When I was at school (many years ago), I discovered I could always get a group of friends into an animated conversation if we simply brought up the subject of television programmes or music... In fact one of my fondest memories was getting home from school and spending hours on the phone whilst sat at the bottom of the stairs, talking to the friends I’d just spent the day with. Then I started work and the whole world changed. I was introduced to e-mail, which was sold to me as a tool to communicate with one another or a group. From my perspective, it felt like a way of avoiding real communication with people. The staff were even e-mailing their colleagues who sat opposite them…how bizarre I thought!

Don't get me wrong, - I understand and appreciate the value of e-mail but some e-mail cultures are out of control. I know, as you do, organisations can’t survive in the current climate without them, so I'm not saying they are not important.

So with that in mind, let’s get one thing straight first.
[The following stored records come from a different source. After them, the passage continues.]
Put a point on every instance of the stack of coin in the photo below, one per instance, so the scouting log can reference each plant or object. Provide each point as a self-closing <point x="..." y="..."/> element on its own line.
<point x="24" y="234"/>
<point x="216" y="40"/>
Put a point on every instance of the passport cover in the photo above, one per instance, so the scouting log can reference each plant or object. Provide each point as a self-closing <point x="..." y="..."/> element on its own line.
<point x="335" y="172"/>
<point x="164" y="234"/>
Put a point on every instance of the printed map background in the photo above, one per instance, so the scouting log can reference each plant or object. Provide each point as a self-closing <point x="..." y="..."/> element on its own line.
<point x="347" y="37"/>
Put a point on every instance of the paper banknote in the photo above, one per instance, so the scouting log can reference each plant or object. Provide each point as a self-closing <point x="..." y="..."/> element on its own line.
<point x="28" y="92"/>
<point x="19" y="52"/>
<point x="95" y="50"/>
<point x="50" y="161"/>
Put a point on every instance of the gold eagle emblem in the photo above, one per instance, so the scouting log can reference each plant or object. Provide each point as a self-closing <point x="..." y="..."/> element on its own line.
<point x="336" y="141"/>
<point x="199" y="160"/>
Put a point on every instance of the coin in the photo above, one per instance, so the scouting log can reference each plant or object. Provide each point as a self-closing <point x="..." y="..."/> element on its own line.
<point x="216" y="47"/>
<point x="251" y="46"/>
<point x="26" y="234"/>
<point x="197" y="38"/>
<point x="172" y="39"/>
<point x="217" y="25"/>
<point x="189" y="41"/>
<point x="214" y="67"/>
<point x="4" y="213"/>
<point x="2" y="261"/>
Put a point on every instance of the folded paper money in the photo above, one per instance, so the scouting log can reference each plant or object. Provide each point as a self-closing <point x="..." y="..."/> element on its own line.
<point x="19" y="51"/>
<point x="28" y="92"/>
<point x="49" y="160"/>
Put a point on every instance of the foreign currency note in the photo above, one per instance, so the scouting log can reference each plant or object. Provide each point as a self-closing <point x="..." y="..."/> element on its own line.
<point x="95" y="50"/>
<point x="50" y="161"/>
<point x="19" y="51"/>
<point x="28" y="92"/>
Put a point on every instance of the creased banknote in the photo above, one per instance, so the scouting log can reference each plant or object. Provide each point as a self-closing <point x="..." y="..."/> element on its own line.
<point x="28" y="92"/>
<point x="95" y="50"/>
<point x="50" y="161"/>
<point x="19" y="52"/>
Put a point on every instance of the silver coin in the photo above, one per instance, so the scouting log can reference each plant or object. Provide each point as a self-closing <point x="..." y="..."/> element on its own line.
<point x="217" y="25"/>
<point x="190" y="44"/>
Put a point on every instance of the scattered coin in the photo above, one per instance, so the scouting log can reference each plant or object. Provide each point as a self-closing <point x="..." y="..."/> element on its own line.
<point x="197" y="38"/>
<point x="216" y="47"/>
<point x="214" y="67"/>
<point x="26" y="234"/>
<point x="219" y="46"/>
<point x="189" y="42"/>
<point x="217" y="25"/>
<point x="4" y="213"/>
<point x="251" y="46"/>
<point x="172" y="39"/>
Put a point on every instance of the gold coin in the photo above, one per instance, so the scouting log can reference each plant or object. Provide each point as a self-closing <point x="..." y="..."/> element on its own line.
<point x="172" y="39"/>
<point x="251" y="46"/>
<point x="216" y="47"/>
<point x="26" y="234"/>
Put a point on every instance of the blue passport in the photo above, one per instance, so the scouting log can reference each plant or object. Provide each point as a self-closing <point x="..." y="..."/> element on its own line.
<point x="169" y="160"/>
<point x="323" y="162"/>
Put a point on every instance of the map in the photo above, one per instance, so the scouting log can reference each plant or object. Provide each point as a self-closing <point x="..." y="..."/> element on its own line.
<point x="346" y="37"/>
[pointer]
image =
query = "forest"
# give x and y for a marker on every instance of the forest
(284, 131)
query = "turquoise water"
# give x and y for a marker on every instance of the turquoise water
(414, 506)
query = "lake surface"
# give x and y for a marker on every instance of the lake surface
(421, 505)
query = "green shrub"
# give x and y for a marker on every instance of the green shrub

Although most of this blog addresses itself to the pitfalls and hazards of using e-mail as a primary communication tool in business, electronic communication certainly has been a success for many; and with mobile devices, work that traditionally had to be set aside until an employee could return to the office is now able to be accomplished on the go.

That’s a pretty potent upside. Now for the downside. In my experience—and in the experience of many others with whom I've talked—the tone and texture of e-mails can often replace the intent to communicate in a silken fashion with something that reads more like electronic sand paper!

Jokes—even those with smiley faces—are often misinterpreted. Overly short e-mails can seem arrogant or uninformative. Overly long e-mails often aren’t read. Lack of reasonable grammar and punctuation can cause confusion. Complicated thoughts that involve nuanced wording can provoke misunderstandings.  In fact a number of people I chatted with indicated that they turn away from the keyboard and pick up the telephone when they realise they’re having difficulty making their message clear.

To make matters worse, a fair number of people tend to send e-mails late at night, when they are trying to catch up with work. Most of us aren’t at our most articulate at 10pm and risk bewildering recipients. A codicil to that: some people with supervisors who send inscrutable e-mails in the wee hours feel obliged to read and respond to them, resulting in restless nights with a mobile under a pillow.

When e-mails aren’t thought through carefully, they can require a flurry of subsequent e-mails to clarify matters. The field of e-mails is full of much more hazardous landmines.

One of the most frustrating things about e-mail is that most of them are avoidable. Who hasn’t heard a tale of woe from a colleague who accidentally pressed “reply all” instead of “reply” and inadvertently insulted someone on a long list of recipients? Sometimes in these cases, you pray the recipients have a sense of humour!

Company employees must also be careful to differentiate e-mails that they should send from their personal account from those that they send from their e-mail address at work. There’s a real risk of embarrassment using a company e-mail address to send a silly little poem to a mass of recipients (most of whom, by the way, don’t have the time to read it anyhow).

So what am I saying? Maybe, just maybe, instead of sending that e-mail you could pick up the phone and talk to a human being or worse, dare I suggest, walk over and talk to them?

One final thought, I was talking to my teenage daughters about e-mail only this weekend. I was shocked at their response: “e-mails Dad, they’re for old people!”

So what’s next for communicating in the business world? Who knows, but whatever it is, please don't forget to keep talking to people!